Un avion de chasse décolle, prétendument pour une opération contre les Houthis yéménites, d'un lieu non identifié dans cette capture d'écran tirée d'une vidéo publiée le 18 mars 2025 - PHOTO/ U.S. CENTCOM via X via REUTERS

« Le conflit au Yémen n'a pas de solution militaire. Seul le dialogue peut ouvrir la voie à la paix », Martin Griffiths, envoyé spécial de l'ONU pour le Yémen, lors d'un discours devant le Conseil de sécurité de l'ONU, 2018. 

Des événements qui ont dégénéré en de très graves conflits internes qui ont pris une tournure internationale, en raison de l'influence de tant de pays dans le conflit, qui s'est soldé par de profondes divisions internes et s'est terminé par la perte de la souveraineté de certains territoires du pays par le gouvernement central. 

Il est vrai que les pourparlers entre les gouvernements iranien et saoudien ont contribué à réduire les tensions au niveau régional et mondial. À tel point que les deux pays ont cessé de rivaliser pour les Houthis, donnant ainsi la priorité à des projets nationaux tels que la Vision 2030 de l'Arabie saoudite. 
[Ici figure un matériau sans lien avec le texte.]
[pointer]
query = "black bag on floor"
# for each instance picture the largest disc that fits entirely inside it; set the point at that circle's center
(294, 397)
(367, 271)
Logo de Vision 2030 - REUTERS/ FAISAL AL-NASSER

La guerre de Gaza et l'avenir des Houthis

L'incursion du Hamas en Israël le 7 octobre 2023, qui a coûté la vie à plus de 1 200 personnes et en a enlevé plus de 250, a complètement changé la donne. Une fois de plus, une organisation soutenue par l'Iran mettait en péril les intérêts de la région. 

Cependant, les Houthis, conscients des conséquences, ont suspendu leur soutien au Hamas jusqu'à ce qu'Israël et les États-Unis officialisent l'inscription de ce dernier sur la liste des organisations terroristes. 

À partir de là, les hostilités ont commencé par des tirs de missiles depuis des positions yéménites sur Israël, qui ont entraîné la mort de plusieurs chefs terroristes. Mais pour les autorités saoudiennes, ces actes ne devaient pas conduire à la guerre comme en 2015, et elles ont décidé de ne pas prendre de mesures militaires contre les Houthis, mais de se présenter comme la solution diplomatique au conflit, comme la Chine l'a fait dans le passé. 

Des manifestants participent à une manifestation de solidarité avec les Palestiniens de la bande de Gaza, à Sanaa, au Yémen, le 17 mars 2025 - REUTERS/ ADEL AL KHADER

« Ce qui a commencé comme une intervention promise de six semaines s'est transformé en une décennie de destruction pour le Yémen », a déclaré Afrah Nasser, chercheuse et journaliste yéménite, au Centre arabe de Washington en 2023. 

Cependant, du côté des Houthis, fortement liés à l'Iran en raison de la guerre, ils ont acquis un rôle important dans la région qui leur a permis de bombarder des navires dans la mer Rouge et même de forcer les États-Unis à mener la plus grande incursion navale depuis le débarquement en Normandie, qui a coûté plus d'un milliard de dollars à l'exécutif de Donald Trump, qui souhaite avant tout mettre fin à l'organisation terroriste, car cela porterait un coup géopolitique et économique sévère à l'Iran, l'une des principales menaces pour les États-Unis à l'heure actuelle. 

Un avion de chasse décolle, apparemment pour une opération contre les Houthis yéménites, depuis un lieu non identifié dans cette capture d'écran tirée d'une vidéo publiée le 18 mars 2025 - PHOTO/ U.S. CENTCOM via X via REUTERS

Face à cela, les Houthis ont commencé à diversifier leurs alliances en cherchant de nouveaux acteurs internationaux qui rivalisent avec les États-Unis, comme l'Irak, la Russie, la Somalie, s'éloignant même des tentacules de la politique iranienne. Cela s'est traduit par le fait qu'aujourd'hui, les Houthis sont une organisation militaire indépendante assez puissante et jouissant d'une totale légitimité gouvernementale pour pouvoir agir sur tous les fronts.